Film Review - Aces High

An interesting study of aerial warfare in World War I from Jack Gold, who produced several superficially traditional genre movies with a lot lurking below the surface. The most striking thing about the anti-war Aces High is the repeated theme of the brittle young men forced into such a terrifying idea as aerial combat, barely a couple of decades into heavier-than-air flight becoming successful.
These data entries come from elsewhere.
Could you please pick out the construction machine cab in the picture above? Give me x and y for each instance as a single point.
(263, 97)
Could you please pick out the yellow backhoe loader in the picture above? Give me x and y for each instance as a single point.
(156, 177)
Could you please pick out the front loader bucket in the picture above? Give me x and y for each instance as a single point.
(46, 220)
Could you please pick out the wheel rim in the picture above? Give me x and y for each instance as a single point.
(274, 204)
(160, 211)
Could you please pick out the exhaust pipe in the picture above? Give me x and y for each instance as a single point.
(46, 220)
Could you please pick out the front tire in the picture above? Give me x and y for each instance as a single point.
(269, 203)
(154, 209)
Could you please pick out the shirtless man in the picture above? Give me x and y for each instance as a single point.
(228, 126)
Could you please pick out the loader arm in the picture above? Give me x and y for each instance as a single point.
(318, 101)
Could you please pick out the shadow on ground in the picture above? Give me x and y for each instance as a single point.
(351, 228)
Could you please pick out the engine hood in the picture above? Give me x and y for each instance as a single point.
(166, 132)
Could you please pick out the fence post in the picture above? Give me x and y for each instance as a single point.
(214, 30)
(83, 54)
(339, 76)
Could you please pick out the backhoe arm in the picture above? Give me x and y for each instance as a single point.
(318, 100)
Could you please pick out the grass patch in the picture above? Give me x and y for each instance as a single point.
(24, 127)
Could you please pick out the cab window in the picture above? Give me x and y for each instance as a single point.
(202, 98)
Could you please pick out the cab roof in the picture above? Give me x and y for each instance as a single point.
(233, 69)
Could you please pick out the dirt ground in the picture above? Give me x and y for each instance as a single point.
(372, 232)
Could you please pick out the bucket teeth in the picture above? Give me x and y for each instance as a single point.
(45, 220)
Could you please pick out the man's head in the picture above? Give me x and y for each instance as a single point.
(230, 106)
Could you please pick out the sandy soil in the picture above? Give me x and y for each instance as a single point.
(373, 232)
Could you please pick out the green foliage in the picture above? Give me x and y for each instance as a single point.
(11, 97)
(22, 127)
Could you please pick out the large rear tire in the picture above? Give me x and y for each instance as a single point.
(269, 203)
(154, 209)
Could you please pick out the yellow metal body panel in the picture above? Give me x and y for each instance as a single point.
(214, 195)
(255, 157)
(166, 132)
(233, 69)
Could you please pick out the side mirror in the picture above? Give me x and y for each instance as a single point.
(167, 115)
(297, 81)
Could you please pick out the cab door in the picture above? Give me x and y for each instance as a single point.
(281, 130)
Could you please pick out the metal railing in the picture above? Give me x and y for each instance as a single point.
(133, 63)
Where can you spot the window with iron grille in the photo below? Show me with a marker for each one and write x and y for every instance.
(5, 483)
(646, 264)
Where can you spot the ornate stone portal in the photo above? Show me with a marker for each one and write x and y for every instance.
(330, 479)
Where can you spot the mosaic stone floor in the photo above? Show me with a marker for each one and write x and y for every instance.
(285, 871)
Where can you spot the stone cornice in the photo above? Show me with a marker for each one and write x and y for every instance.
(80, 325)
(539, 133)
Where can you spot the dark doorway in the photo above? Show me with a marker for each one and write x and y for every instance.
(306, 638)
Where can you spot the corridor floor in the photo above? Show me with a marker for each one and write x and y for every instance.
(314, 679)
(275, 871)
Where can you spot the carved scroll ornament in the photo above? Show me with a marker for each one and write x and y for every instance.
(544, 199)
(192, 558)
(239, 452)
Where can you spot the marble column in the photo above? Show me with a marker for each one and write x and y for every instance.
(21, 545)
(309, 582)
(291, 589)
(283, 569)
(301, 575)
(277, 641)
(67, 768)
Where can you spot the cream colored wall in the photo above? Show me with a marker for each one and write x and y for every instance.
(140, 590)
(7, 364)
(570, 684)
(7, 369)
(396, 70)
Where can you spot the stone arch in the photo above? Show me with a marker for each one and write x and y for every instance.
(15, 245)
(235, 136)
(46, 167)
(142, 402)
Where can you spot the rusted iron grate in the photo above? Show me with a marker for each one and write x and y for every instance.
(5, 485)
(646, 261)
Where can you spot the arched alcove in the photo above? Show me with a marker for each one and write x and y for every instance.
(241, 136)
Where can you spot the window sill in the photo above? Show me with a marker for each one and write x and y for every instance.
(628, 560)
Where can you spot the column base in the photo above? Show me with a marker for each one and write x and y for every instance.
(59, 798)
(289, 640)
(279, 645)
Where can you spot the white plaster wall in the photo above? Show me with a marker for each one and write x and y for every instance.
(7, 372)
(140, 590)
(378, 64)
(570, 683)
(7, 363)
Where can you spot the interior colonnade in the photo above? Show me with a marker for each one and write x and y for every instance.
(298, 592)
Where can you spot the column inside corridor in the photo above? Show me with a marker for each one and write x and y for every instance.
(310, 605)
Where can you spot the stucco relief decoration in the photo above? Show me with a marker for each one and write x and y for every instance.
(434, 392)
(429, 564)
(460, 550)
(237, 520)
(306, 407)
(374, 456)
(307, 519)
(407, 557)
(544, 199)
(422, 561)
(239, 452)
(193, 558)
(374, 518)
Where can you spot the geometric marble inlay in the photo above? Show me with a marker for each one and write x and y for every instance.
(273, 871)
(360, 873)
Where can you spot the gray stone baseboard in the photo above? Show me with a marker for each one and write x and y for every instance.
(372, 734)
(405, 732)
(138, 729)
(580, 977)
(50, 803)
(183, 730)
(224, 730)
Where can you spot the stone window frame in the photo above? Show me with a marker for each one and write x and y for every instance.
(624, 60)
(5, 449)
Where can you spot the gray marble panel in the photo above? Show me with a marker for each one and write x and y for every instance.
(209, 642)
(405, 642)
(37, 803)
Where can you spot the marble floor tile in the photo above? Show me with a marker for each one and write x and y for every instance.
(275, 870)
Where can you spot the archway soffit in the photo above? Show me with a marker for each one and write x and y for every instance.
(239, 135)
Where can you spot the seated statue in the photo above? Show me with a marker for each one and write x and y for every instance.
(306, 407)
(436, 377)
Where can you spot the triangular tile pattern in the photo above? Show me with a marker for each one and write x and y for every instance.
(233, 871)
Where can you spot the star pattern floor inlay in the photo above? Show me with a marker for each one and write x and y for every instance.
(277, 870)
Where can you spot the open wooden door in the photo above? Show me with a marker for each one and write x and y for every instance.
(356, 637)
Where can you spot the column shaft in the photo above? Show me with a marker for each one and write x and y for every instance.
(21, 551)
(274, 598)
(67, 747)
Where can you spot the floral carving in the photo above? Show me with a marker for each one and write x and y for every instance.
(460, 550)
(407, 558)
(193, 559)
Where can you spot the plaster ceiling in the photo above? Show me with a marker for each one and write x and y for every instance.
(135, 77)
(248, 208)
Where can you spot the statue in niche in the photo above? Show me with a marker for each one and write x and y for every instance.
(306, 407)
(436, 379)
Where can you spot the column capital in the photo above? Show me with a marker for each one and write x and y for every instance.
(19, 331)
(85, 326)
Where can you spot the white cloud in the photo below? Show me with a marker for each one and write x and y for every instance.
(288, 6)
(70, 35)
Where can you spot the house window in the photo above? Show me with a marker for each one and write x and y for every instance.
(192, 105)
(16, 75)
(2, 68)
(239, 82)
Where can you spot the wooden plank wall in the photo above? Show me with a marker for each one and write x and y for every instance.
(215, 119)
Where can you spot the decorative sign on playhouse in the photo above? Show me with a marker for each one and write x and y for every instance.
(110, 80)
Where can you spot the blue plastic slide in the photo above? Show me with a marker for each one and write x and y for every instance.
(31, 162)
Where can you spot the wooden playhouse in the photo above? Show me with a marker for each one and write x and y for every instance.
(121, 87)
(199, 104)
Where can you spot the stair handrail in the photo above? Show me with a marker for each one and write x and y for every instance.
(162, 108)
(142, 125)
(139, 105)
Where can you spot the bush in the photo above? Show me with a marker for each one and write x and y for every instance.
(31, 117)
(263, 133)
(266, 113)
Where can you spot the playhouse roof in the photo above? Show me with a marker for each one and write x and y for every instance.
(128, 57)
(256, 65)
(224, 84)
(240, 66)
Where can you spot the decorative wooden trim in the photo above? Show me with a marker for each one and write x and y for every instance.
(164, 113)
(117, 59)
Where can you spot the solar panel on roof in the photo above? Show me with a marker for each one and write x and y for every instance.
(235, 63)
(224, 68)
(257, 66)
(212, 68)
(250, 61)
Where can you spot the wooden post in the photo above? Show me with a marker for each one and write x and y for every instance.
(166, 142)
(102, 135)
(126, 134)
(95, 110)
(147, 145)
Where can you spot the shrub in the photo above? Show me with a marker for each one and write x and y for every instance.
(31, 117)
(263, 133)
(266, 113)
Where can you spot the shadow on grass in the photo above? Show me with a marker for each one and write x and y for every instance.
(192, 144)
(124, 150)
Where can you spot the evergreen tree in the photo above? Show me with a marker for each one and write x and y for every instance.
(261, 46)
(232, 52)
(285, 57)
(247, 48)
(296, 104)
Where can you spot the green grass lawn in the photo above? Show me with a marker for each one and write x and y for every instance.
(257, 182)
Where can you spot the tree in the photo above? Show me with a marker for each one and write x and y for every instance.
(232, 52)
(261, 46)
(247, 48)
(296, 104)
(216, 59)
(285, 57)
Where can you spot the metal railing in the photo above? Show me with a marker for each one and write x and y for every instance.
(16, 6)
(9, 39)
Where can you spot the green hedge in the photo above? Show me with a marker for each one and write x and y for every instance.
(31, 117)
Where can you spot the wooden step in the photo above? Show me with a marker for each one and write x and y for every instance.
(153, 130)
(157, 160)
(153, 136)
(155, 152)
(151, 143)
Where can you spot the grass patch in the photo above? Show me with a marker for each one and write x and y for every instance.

This is transmitted by a cast of desperately young looking men in fragile planes (even McDowell manages to look about 18 despite his screen career being about ten years in) and the resulting psychological damage done to them, centred on the squadron's new arrival Croft, played by Peter Firth. An old public schoolfriend of McDowell's established ace Gresham, he struggles to deal with the hardened personality of his former friend (in actuality a shattered functioning alcoholic) and his own ineptitude as a fighter pilot. The enthusiastic new arrival, clearly seduced by ideas of patriotism, glamour and chivalry, struggles with the reality of both warfare and his hero turning out to be in such a state over the course of a typically brutal week in the RFC. It's not especially fresh but it is done well, with lots of palpable emotion and some fine work from Firth as Croft is broken down and rebuilt.

The problem is that the film also throws in a lot of things typical of war films of the period, especially the British ones. There are a selection of venerable character actors to add class and only Christopher Plummer's squadron leader, a companionable old man suffering from the tangible pain of taking so many bright young pilot to their deaths, really adds much to the narrative, with the others serving as distractions. It also has to have the action sequences, and they're well done (though some is stock footage taken from The Blue Max) but again serve to undermine the central message.

So the film is something of a mixed success thanks to this lack of focus and ultimate conviction that the story of Croft and Gresham can support the film alone. But it's still an enjoyable and thought-provoking piece.